The street remained important over the following centuries, and in the 17th century, the Talbot Inn was established, one of the main inns in the city.  In the 18th- and 19th-centuries, parts of the street were rebuilt, and buildings around the front of York Minster were demolished, to open up access to it.  Despite this, numerous Mediaeval buildings survive, all in commercial use.

Layout and architecture

High Petergate starts at Bootham Bar on the York city walls, where Bootham terminates, and it runs south-east. Immediately beside the walls is the grade-II listed building at 2–2A High Petergate, built around 1840 and today occupied by The Fat Badger inn. The Hole-in-the-Wall snickelway (also known as Little Peculiar Lane), the shortest official snickelway in the city, leads off its north-east side.  At the front of York Minster, it opens up to form a major junction with Duncombe Place, Precentor's Court and Minster Yard, with access also to Dean's Park.  The next junction is with Stonegate and Minster Gates, past which the street continues as Low Petergate.  Grape Lane leads off the south-west side, as does the snickelway Lund's Court, while another snickelway, Hornpot Lane, leads off the north-east side.  The street ends at King's Square, where it meets Church Street and Goodramgate.  Until the creation of King's Square, in the 18th century, it was considered to continue slightly further, to a junction with St Andrewgate, Colliergate and King's Court.

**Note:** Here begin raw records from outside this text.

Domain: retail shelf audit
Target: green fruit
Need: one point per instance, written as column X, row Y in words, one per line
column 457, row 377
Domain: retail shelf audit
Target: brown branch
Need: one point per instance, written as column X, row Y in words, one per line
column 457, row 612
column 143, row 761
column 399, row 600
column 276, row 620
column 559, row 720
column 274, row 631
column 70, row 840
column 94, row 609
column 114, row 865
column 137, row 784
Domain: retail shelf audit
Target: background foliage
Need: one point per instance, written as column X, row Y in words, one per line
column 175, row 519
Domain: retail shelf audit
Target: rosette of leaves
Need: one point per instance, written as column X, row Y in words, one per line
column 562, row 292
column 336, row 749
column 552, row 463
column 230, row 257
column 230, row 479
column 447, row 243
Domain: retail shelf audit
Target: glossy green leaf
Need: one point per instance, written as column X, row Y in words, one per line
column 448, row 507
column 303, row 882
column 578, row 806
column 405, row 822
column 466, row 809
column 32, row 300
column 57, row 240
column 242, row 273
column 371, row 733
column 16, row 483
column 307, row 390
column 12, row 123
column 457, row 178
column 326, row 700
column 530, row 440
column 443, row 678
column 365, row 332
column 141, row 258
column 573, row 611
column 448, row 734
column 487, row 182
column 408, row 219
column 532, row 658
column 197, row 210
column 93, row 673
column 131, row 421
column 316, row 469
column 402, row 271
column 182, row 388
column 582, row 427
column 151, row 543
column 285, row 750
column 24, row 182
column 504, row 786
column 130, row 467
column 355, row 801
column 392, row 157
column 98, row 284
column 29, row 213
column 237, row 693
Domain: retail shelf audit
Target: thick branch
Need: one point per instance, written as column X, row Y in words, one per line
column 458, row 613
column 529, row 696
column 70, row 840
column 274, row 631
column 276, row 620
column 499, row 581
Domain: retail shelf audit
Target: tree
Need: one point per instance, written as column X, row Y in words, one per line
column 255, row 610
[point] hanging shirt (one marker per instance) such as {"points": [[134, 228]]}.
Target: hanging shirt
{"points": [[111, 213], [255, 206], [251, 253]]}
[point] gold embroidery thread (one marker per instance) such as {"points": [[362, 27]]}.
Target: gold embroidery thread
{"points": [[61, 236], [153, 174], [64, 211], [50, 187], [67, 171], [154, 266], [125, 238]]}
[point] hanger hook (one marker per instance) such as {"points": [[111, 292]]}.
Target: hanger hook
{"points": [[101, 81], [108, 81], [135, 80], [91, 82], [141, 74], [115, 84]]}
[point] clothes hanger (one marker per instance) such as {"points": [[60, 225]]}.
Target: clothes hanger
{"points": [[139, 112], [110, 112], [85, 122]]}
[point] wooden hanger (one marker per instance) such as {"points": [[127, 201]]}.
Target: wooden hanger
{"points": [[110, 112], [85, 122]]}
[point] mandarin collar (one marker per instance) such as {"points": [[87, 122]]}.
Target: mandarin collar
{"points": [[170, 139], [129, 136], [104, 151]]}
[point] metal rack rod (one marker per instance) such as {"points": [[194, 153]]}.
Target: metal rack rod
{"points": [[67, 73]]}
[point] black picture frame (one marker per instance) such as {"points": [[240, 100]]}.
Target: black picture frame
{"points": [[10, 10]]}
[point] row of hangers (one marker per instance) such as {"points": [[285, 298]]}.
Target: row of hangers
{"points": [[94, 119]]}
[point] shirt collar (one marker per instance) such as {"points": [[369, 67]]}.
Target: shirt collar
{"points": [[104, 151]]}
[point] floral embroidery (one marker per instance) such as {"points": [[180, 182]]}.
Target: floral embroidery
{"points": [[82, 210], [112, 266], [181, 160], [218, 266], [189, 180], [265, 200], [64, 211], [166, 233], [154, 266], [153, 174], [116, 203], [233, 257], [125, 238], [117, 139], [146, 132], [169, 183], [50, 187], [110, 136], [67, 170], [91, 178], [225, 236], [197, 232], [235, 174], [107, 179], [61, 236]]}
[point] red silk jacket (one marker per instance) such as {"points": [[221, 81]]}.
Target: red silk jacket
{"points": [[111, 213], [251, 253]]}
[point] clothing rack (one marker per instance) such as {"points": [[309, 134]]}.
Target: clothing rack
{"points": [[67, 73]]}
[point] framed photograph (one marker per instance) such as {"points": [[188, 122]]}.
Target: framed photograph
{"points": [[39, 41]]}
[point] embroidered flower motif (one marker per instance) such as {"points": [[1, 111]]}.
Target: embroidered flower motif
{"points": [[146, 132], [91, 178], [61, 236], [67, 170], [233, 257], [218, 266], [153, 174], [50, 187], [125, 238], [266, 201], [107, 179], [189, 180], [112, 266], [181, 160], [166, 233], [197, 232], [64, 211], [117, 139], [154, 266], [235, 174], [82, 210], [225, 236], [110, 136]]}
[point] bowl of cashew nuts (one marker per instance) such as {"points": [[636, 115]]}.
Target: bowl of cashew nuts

On High Petergate, notable buildings on the north-east side include 4 High Petergate, built in 1782 and possibly designed by Peter Atkinson; 8 High Petergate, with a 14th-century roof truss; the Hole in the Wall pub, mostly 18th-century but with some earlier timber framing; 12–18 High Petergate, an early-20th century range built in imitation of an earlier building which stood on the site; 24–36 High Petergate, facing the Minster, built in 1838 but incorporating parts of a Georgian building; and St Michael-le-Belfrey church.  On the south-west side lie 3 High Petergate, mostly early 18th-century but with some earlier timber framing; 5 High Petergate, with 16th-century origins; the 16th-century 7 High Petergate; the 17th-century Eagle & Child pub; the large 18th-century Petergate House; and the 17th-century 17–19 High Petergate.  Beyond Duncombe Place are the grade I listed 23 High Petergate; 25–29 High Petergate, built in the 1700s; 31 High Petergate, with 15th-century origins; and the timber-framed 33–35 High Petergate.

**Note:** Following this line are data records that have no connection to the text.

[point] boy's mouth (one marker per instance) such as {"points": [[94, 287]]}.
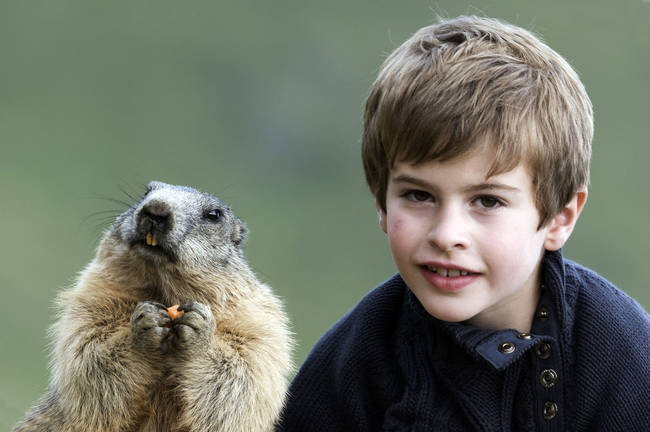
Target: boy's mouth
{"points": [[446, 279], [447, 271]]}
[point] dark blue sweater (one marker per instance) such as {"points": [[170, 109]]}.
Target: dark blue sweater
{"points": [[389, 366]]}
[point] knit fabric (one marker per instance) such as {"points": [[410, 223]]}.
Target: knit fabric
{"points": [[389, 366]]}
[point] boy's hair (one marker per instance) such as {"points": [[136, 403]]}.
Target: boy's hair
{"points": [[453, 84]]}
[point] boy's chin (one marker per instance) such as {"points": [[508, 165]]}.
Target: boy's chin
{"points": [[448, 314]]}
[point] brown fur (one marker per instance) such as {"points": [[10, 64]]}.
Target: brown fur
{"points": [[105, 379]]}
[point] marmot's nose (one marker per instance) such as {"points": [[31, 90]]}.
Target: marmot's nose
{"points": [[155, 215]]}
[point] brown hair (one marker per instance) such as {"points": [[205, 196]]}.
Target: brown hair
{"points": [[468, 78]]}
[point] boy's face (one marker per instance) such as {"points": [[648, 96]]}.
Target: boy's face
{"points": [[466, 245]]}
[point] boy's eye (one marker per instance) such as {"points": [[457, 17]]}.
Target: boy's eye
{"points": [[417, 195], [489, 201]]}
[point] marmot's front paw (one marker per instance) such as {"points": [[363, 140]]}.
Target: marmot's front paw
{"points": [[194, 328], [148, 327]]}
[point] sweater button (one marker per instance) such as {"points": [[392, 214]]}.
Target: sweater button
{"points": [[550, 410], [542, 314], [543, 350], [507, 347], [548, 378]]}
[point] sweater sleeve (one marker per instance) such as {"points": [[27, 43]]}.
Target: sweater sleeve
{"points": [[350, 376]]}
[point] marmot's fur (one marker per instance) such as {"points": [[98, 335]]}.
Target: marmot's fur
{"points": [[117, 366]]}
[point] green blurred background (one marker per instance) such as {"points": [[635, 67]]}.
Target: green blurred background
{"points": [[260, 103]]}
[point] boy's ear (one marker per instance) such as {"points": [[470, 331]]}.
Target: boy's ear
{"points": [[561, 226], [382, 216]]}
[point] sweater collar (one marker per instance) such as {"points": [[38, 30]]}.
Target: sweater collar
{"points": [[501, 348]]}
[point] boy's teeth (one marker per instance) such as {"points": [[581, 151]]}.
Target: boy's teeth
{"points": [[447, 272]]}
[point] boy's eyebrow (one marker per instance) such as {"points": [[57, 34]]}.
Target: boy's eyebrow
{"points": [[404, 178], [492, 186]]}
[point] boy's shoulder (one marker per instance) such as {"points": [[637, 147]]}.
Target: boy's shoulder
{"points": [[600, 305], [610, 360]]}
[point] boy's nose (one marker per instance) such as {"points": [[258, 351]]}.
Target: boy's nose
{"points": [[449, 231]]}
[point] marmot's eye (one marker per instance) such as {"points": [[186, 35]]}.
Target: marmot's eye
{"points": [[214, 215]]}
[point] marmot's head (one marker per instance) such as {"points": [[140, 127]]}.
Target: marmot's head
{"points": [[176, 227]]}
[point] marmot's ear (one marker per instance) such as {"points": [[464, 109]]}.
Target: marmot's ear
{"points": [[239, 232]]}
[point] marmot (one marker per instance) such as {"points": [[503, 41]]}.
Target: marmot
{"points": [[118, 363]]}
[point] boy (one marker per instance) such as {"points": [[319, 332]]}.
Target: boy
{"points": [[476, 146]]}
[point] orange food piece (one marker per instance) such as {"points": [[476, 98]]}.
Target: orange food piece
{"points": [[174, 313]]}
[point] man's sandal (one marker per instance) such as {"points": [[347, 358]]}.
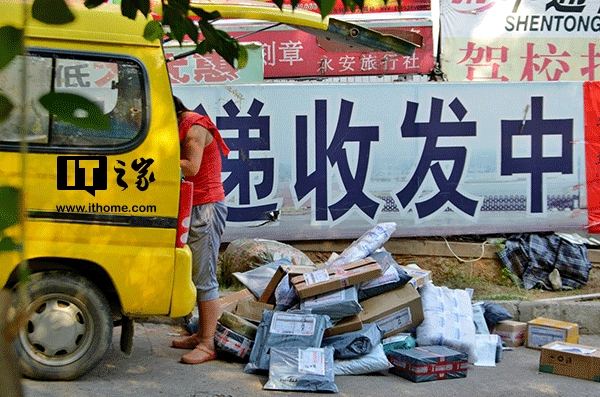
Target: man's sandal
{"points": [[188, 343], [200, 354]]}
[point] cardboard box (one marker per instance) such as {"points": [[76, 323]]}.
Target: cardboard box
{"points": [[347, 324], [244, 304], [421, 364], [419, 276], [394, 311], [511, 332], [251, 310], [326, 280], [541, 331], [571, 359], [268, 295]]}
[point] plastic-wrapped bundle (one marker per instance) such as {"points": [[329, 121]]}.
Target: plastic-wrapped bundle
{"points": [[393, 277], [374, 361], [285, 329], [365, 244], [285, 294], [355, 344], [336, 304], [256, 280], [298, 369], [231, 342], [448, 320]]}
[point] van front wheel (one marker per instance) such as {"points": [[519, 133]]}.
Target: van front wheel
{"points": [[69, 330]]}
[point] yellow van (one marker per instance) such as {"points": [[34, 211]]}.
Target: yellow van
{"points": [[102, 236], [102, 206]]}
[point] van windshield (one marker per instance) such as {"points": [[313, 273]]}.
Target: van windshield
{"points": [[116, 85]]}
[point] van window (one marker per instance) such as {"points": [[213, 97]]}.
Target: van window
{"points": [[116, 85]]}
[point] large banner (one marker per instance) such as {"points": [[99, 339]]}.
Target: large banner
{"points": [[520, 40], [294, 53], [328, 161]]}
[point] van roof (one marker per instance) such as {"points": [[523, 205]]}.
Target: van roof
{"points": [[331, 28], [101, 24]]}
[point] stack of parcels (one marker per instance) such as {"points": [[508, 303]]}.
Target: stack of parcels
{"points": [[319, 321], [351, 316]]}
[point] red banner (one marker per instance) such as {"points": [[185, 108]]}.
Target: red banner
{"points": [[591, 103], [295, 53]]}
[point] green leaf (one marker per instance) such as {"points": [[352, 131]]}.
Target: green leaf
{"points": [[6, 107], [191, 29], [173, 17], [9, 206], [11, 44], [76, 110], [93, 3], [242, 59], [52, 12], [325, 7], [153, 30]]}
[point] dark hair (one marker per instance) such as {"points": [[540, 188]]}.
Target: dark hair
{"points": [[179, 106]]}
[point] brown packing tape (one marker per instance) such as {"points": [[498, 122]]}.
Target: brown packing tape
{"points": [[268, 295], [365, 271], [348, 266]]}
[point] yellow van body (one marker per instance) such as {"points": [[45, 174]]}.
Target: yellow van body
{"points": [[115, 230]]}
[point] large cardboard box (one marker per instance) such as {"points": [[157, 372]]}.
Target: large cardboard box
{"points": [[326, 280], [541, 331], [511, 332], [268, 295], [571, 359], [244, 304], [426, 363], [394, 311], [419, 276]]}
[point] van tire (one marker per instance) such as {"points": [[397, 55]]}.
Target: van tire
{"points": [[69, 329]]}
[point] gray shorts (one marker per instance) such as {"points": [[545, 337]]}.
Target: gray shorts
{"points": [[206, 229]]}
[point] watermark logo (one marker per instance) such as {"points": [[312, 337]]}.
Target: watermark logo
{"points": [[81, 173]]}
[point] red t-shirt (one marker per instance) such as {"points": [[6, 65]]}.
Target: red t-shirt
{"points": [[208, 187]]}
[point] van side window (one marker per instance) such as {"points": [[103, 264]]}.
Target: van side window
{"points": [[115, 85]]}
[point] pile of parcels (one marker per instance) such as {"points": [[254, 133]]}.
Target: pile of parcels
{"points": [[362, 312]]}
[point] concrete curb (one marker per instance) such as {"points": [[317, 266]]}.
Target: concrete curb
{"points": [[585, 314]]}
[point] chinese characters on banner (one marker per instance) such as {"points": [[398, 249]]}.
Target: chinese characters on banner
{"points": [[499, 41], [336, 159], [293, 53], [591, 92]]}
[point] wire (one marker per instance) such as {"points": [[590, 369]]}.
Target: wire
{"points": [[465, 260]]}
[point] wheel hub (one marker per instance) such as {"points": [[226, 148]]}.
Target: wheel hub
{"points": [[57, 332]]}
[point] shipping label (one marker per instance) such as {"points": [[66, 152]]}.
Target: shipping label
{"points": [[293, 324], [311, 361]]}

The street numbering continues in Low Petergate, and on the north-east side lie 48–50 Low Petergate, with some Mediaeval stonework in the basement; the 18th-century Adams House; 56–60 Low Petergate, built by John Stockdale in about 1500; the former York College for Girls; 64 and 66 Low Petergate, incorporating part of the former Talbot Inn, and with 15th-century origins; the 15th-century 76 Low Petergate; and 17th-century 78 Low Petergate.  On the south-west side are 41 and 43 Low Petergate, built in the 16th-century; 49 and 51 Low Petergate, with Mediaeval origins; 55 and 57 Low Petergate, both 17th-century; the 14th-century 67 Low Petergate; and then a timber-framed row, seven of which have their gable ends facing the street: 17th-century 71 Low Petergate, 16th-century 73, 75 and 77 Low Petergate, 14th-century 79 Low Petergate, 15th-century 81 Low Petergate, and 83 Low Petergate, built about 1600. 87 Low Petergate has 14th-century origins; 89 Low Petergate is 17th-century; and 91–93 Low Petergate has some 17th-century material.